CAPITOLHILLCUBANS: “The Castro News Filter”, por Mary Anastasia O'Grady para el “Wall Street Journal” (Inglés)
Investment companies that provide market analysis are required by law to disclose potential conflicts of interest that could bias their reports. Imagine if media outlets were forced to do the same with stories filed from inside Cuba's military dictatorship. Their disclaimers might read like this: "This report was prepared under psychological duress, threat of loss of journalistic credentials, imprisonment or expulsion from the country, and while being spied on 24-7."
Tourism, aka "cultural exchanges," out of the U.S. to the island is on the rise, leading some observers to conclude that the dictatorship is kinder and gentler than it used to be. But all visitors, and those they interact with in Cuba, are as carefully watched as they were in the first days of the revolution. In the news business, reporters are not permitted to travel freely, and it is verboten to damage the image of the Castro government. Penalties can be severe.

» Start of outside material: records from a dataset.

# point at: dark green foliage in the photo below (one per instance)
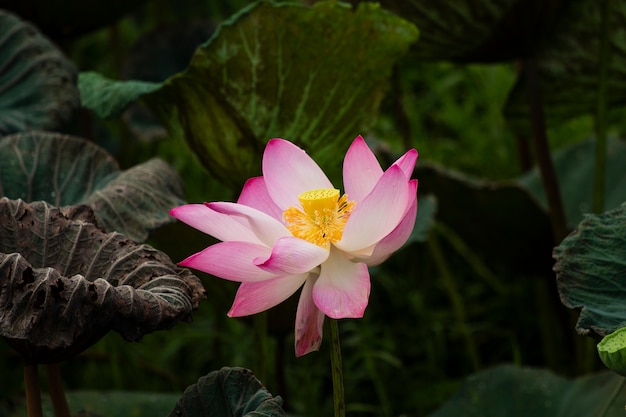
(249, 83)
(575, 170)
(590, 267)
(228, 392)
(522, 392)
(37, 82)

This reality came to mind last week when we learned of the death of another dissident at the hands of the regime. Thirty-one-year-old Wilman Villar Mendoza, who was arrested in November, had been on a hunger strike for at least 50 days. His imprisonment was part of a wider wave of state repression that has been under way for more than a year amid a rising number of public protests, particularly by young people.